# Any reviews on contabo/giga-hosting?



## hzr (Nov 27, 2014)

Their latest deal is 13EUR/m = 1TB SSD-cached disk, 14GB dedicated RAM, unmetered, KVM.

Is this insanity or are they a well known host?


----------



## AMDbuilder (Nov 27, 2014)

I'm going with insanity and/or extremely oversold.  Granted I also don't know the company.


----------



## William (Nov 27, 2014)

Shady history in German speaking area. Would personally avoid.

EDIT: On your own risk i guess after this threads...
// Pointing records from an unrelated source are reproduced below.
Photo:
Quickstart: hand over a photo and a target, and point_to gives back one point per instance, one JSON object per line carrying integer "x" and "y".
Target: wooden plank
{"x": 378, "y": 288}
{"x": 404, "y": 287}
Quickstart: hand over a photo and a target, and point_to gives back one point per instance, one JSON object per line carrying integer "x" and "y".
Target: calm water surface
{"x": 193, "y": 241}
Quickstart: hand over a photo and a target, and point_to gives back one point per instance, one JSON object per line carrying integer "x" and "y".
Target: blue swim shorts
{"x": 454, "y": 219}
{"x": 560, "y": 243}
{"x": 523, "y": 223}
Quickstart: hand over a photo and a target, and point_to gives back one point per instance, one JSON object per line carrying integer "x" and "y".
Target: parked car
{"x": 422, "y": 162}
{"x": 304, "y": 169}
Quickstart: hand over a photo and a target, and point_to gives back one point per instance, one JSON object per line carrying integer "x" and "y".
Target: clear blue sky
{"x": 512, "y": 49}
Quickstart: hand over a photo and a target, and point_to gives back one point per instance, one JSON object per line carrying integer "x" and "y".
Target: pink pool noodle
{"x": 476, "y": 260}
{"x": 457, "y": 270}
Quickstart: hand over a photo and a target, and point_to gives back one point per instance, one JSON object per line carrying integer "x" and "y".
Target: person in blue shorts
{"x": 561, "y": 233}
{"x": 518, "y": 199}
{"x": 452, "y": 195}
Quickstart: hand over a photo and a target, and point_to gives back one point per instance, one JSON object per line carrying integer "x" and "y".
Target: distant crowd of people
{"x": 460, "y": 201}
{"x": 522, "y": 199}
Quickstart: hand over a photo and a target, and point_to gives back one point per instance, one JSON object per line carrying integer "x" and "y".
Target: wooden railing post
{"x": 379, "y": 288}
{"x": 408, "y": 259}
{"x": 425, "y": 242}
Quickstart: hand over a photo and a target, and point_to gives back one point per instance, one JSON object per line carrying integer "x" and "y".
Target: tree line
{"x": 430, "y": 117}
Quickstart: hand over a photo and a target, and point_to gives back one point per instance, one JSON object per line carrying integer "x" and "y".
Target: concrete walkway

http://www.webhostingtalk.com/showthread.php?t=1132005

http://www.webhostingtalk.com/showthread.php?t=1189408

http://www.webhostingtalk.com/showthread.php?t=1189408

http://www.webhostingtalk.com/showthread.php?t=1132760


----------



## Amitz (Nov 27, 2014)

Just like William said... I am from Germany and would not touch them with a ten foot pole.


----------



## DomainBop (Nov 27, 2014)

I wouldn't touch them with @Amitz's 10 foot pole either.  When you add in the cost of revenue lost due to downtime and the time value spent opening support tickets Contabo (just like those big RAM unreliable Buffalo VPS providers) isn't really that good of a deal and will end up costing you more in the long run.

If you want a good VPS in Germany I'd recommend any of Bradler & Krantz's brands (ProviderService.com, UltraVPS.eu, GetKVM.com).

If you want something in Germany with 14GB RAM you' be better off getting a dedi from Hetzner (or their ServerBidding.com auction...just avoid the servers with aging 1.5GB and under drives) or ProviderService.


----------



## dkstanson (Nov 28, 2014)

The price is fairly OK. I'd rather prefer Linode at this price range.


----------